What this is
This article is aimed at the average person who wants to know more about evaluating their data. It is an examination of the theory behind statistics and guide to some of the most obvious pitfalls and problems.
It is intended to form an accessible introduction to data analysis for people who don’t come from an analytical background such as journalists, social media account managers, and new graduate students. Essentially this is the guide that I wish that I had when I was starting my PhD.

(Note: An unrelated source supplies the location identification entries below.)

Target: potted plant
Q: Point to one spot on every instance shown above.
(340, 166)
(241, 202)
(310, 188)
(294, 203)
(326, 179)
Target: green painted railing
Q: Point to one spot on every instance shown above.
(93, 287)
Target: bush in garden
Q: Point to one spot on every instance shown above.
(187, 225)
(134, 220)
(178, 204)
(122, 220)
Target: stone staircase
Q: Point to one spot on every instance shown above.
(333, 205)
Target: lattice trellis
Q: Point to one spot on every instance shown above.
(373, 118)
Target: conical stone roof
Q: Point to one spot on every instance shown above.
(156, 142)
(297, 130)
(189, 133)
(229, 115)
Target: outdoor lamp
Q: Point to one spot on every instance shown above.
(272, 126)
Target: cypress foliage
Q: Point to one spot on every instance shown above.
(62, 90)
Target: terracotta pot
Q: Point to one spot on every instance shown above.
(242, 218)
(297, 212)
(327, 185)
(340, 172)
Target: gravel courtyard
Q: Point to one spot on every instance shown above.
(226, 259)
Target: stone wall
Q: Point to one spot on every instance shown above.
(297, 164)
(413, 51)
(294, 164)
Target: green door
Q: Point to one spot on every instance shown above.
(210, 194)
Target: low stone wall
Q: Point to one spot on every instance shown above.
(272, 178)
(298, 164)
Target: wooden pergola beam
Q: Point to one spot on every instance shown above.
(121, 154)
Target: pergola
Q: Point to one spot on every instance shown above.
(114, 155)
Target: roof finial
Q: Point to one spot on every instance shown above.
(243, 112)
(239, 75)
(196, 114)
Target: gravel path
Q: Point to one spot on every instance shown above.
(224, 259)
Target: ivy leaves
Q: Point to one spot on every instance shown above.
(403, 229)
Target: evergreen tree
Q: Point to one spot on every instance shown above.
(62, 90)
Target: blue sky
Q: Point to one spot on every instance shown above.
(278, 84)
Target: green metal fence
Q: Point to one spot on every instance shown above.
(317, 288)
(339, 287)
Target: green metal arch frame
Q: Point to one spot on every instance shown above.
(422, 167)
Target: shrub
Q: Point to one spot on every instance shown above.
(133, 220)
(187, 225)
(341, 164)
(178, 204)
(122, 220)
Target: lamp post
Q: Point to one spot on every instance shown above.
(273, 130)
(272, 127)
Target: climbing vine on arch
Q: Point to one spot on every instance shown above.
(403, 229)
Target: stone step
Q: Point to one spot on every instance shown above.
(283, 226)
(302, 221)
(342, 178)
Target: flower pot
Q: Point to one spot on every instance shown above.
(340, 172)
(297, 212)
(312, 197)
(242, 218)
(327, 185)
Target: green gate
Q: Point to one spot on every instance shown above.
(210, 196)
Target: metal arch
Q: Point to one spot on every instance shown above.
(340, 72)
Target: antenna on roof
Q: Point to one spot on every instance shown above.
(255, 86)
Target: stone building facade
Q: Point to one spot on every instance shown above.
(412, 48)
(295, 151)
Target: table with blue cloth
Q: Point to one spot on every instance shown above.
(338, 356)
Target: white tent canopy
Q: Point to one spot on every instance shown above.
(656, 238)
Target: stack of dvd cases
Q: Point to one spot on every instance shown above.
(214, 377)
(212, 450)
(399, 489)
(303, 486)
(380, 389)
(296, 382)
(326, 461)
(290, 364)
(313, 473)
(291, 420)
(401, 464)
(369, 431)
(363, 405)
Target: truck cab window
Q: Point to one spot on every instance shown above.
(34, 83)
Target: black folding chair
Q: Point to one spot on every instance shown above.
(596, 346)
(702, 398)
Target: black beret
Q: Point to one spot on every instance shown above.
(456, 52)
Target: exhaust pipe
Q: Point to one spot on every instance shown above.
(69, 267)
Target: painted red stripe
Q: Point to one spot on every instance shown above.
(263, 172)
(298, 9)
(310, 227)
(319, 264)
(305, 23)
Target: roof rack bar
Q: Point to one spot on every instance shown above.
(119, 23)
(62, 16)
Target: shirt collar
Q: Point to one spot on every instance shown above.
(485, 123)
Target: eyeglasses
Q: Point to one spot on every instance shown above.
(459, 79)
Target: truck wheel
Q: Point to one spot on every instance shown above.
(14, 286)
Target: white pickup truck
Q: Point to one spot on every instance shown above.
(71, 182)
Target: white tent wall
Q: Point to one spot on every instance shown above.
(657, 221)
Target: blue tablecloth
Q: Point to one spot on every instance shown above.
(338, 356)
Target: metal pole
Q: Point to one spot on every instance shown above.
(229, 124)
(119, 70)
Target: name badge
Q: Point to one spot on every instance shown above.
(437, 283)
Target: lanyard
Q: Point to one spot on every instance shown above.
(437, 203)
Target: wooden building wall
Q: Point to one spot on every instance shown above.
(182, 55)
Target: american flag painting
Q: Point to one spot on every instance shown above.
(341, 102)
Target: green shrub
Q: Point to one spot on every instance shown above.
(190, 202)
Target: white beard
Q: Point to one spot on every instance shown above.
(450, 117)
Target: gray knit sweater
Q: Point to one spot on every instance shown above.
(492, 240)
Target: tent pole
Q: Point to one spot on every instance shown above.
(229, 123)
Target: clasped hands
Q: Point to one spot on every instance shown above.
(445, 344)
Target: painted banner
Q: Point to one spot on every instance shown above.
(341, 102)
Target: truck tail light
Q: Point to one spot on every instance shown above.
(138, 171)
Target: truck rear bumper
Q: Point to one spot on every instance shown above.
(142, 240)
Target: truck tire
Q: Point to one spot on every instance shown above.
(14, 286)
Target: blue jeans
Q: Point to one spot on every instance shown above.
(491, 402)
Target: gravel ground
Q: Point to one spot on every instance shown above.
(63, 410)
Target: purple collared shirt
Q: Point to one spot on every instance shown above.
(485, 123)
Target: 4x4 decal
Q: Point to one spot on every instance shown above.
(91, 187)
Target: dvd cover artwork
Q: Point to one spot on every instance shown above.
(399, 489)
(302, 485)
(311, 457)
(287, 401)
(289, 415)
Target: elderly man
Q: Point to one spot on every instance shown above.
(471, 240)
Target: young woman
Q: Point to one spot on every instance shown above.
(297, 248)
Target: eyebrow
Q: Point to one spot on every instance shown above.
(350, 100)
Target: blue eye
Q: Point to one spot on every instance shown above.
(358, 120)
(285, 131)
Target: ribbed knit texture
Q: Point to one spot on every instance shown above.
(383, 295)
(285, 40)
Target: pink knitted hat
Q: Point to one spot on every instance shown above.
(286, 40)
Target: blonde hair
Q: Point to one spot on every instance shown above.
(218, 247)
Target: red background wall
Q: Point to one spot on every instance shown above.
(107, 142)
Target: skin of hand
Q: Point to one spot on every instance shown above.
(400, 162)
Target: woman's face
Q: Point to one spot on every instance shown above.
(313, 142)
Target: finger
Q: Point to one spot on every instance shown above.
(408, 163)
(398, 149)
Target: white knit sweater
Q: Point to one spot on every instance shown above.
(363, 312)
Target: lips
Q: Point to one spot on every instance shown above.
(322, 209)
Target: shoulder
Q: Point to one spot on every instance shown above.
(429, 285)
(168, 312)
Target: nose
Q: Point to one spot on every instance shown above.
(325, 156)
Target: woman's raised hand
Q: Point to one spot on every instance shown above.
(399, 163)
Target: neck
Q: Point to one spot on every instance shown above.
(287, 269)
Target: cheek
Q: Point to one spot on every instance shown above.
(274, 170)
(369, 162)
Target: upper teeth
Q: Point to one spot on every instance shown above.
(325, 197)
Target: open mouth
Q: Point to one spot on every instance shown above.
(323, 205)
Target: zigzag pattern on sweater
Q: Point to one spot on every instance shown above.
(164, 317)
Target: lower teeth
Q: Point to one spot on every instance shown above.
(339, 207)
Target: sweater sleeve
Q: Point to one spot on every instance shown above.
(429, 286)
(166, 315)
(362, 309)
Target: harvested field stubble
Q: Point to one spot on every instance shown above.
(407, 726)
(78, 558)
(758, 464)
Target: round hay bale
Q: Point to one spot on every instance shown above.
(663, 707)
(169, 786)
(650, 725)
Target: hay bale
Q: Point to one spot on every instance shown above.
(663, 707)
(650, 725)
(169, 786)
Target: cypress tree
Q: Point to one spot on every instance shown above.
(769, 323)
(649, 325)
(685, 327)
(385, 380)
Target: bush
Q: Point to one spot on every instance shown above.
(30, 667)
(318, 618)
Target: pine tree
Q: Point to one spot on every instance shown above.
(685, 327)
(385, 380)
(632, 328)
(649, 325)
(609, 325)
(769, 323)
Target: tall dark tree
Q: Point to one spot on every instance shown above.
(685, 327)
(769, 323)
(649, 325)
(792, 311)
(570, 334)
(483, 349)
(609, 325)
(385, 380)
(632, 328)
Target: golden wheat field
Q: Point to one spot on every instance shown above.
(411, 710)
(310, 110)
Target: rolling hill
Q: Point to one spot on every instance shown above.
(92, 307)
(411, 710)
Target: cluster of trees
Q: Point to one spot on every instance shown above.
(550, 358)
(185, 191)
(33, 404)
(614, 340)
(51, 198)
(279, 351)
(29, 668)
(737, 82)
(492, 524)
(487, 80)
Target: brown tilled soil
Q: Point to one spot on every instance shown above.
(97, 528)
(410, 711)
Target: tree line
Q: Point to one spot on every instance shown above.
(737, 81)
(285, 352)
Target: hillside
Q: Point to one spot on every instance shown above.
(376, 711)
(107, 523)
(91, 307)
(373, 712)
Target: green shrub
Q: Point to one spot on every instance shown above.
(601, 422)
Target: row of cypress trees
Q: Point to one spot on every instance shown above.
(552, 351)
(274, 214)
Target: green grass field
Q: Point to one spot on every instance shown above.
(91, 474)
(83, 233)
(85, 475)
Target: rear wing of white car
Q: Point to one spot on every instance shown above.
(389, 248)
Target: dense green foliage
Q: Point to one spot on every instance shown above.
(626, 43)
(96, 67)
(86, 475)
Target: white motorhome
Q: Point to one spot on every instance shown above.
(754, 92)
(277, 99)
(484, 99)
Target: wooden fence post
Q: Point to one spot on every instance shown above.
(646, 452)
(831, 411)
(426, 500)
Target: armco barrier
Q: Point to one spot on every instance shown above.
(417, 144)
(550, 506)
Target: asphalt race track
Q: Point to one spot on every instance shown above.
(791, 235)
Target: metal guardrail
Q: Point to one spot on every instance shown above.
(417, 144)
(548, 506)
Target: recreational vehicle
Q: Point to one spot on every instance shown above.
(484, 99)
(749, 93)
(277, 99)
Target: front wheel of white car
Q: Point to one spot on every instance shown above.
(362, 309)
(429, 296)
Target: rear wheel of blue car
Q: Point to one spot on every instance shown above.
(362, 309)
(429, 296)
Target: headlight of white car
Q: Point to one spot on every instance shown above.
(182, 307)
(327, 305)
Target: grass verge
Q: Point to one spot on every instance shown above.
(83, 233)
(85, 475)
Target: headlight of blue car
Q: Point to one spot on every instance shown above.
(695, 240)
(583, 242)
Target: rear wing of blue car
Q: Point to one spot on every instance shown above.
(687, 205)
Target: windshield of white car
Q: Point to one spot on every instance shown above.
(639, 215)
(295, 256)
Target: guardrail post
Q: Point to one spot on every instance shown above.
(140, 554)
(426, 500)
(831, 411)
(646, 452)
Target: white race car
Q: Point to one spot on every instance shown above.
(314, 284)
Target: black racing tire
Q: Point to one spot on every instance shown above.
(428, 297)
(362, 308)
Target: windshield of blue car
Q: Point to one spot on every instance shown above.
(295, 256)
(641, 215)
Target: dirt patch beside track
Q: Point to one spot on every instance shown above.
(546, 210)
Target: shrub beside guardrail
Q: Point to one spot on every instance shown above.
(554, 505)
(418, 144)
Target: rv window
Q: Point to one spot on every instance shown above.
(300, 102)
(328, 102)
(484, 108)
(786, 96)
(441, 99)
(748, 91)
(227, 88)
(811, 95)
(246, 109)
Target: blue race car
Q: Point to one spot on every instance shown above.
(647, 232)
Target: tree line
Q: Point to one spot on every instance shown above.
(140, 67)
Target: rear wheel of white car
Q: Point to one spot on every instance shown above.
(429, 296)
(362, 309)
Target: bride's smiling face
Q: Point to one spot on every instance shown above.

I will be presenting some walkthroughs on basic statistical techniques, but I’m also going to spend quite a lot more talking about them. If you are the kind of person that is currently consolidating all your data into two means on a single bar chart and feely vaguely guilty about it then this is the guide for you, and I will do my best to make you feel considerably more guilty by the end of all of all this.
What this isn’t
Statistics is a very complicated subject and this is not an exhaustive examination of it. I have worked quite a bit with stats and I have worked hard to check this article and point out the inevitable over simplifications as I make them, however my background is in science, I am not a statistician or a mathematician.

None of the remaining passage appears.